My first introduction to Grant was at Toronto's Rivoli in December 2008 when she opened for Waterloo, Ont. rocker Danny Michel, one of my long-time favourites. While I was poised to see him for the umpteenth time, something spoke to me when I saw Grant emerge to prime the crowd. She was tiny, with striking orange hair, and hazel eyes. And when she opened her mouth, I fell for her.

While I'd presumed her to be timid by appearance, I should have read the spitfire stereotype in her curls. With just a guitar, she played charming folk to a candlelit room, stopping only to serve slices of droll humor in anecdotes describing her songs. I could tell this girl had a bit of edge.

By the following February, Grant was ready to release Echoes, her followup to 2007's Orchestra for the Moon.
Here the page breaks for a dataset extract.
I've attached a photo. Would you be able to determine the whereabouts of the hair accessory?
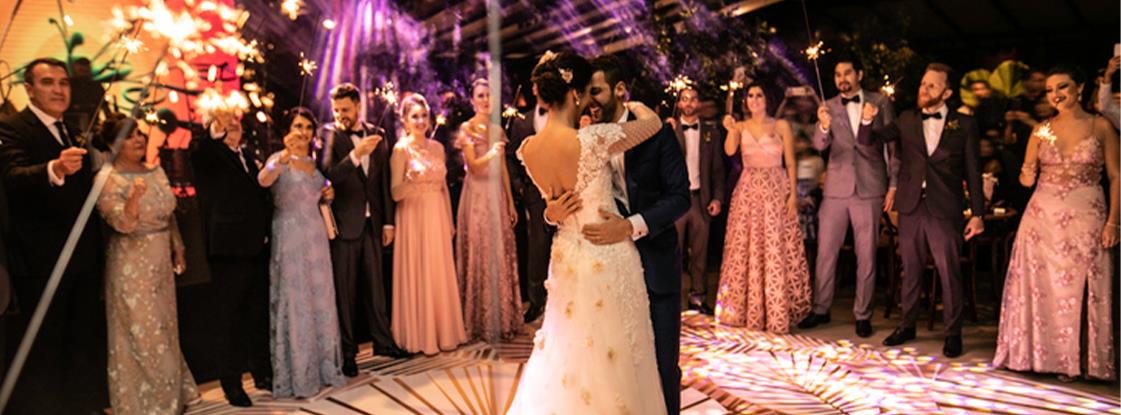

The release features a cohesive collection of songs with folk instrumentation including landscape-making violins and viola, plus accordion and bass clarinet.

But Echoes is punctuated by Grant's signature vocals. At times deeper and demure, she travels quickly to her highest register without hesitation, revealing unexpected strength. Outside of lyrics, she also uses her voice to add an extra instrument, most markedly on Sailing By Silverships, where, half-way through the song, she starts off a repeated ascension of four notes before launching into a freeing vocal exploration of her range.
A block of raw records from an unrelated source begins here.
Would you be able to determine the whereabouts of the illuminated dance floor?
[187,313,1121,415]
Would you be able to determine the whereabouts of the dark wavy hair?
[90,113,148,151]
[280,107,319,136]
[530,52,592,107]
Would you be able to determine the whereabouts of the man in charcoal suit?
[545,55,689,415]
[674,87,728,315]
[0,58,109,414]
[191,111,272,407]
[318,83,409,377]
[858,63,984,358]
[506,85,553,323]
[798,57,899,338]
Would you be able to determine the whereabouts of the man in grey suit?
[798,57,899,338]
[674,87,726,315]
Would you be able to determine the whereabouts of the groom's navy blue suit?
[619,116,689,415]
The songs also evoke a certain sense of natural imagery, to accompany the mountains Grant painted on the album cover for Echoes. While it's contained in the lyrics throughout, the sensation is matched by the thin texture of the music, which allows easy identification of its elements, offering a somewhat natural tangibility.
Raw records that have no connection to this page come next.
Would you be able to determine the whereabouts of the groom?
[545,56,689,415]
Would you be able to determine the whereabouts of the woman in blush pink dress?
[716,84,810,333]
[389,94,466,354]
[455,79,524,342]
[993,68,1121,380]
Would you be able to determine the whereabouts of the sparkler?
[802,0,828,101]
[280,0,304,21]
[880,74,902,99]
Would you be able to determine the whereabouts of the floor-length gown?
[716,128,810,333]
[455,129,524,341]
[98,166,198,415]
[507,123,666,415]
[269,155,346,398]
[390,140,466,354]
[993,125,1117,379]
It wasn't long before I was able to catch Grant live for a second time. Shortly following her album's release, she shared Toronto's Reverb stage with labelmates Amelia Curran, Wendy McNeill and Melissa McClelland at the "Ladies of Six Shooter" series during Canadian Music Week in March.

Maybe to complement the magnitude of the event, she brought a six-piece backing band and was joined by the Halifax namesake behind Ruth Minnikin and her Bandwagon, who offered backing vocals. The full-band generated a significantly more textured sound and energetic show than Grant could have possibly provided by herself. I predicted it wouldn't be long before she'd outgrow the Reverb.

Music aside, Grant has personality to fill a room. When she recently played Outlaws and Gunslingers, a series for the North by Northeast music festival at Lee's Palace in Toronto, she was the hostess of her set, in which she alternated performing songs with Jason Plumb and Barenaked Ladies' Kevin Hearn. Charmingly bold, she would play with the boys accompanying her, who mostly buckled to her wit. So I wasn't surprised when I saw her pop up on CBC Radio 3's R3TV podcast to host the segment 'Awkward Interviews with Jenn Grant'. On the streets of Toronto, a pleasantly brash Grant couldn't help but smile at the camera during responses by the drunk and deluded when she shoved a microphone in their face to talk about the festival.

With an ever-growing panache and a canon that improves with each live performance, Jenn Grant is beginning to take shape as one of Canada's finest emerging female artists. And it's with no hesitation I foresee, to take a title from one of Grant's own, You'll Go Far.

By Brian Coulton, Sirens of Sound


Brian Coulton, Sirens Of Sound
About the author:

See Brian. See Brian run. Run Brian, run. Laugh at Brian run. Brian can't run. But he can write and speak, which he'll take over athletic prowess any day. Brian Coulton is a Stratford, Ont.-raised, Toronto-based freelancer presently studying at the Ryerson University School of Journalism. He's engaged in a polygamist love affair with Canadian culture and his french press, and never hesitates to tell you what films and music you need to consume, right now. Trivia-nerd by day, Scrabble-aficionado by night, Brian aspires to host Jeopardy... and to name his firstborn Björk (despite his Irish-blooded, English-hearted heritage). Oh, the musical allusions. For now, he'll settle with listening to records with his cat Lars (von Trier, not Ulrich).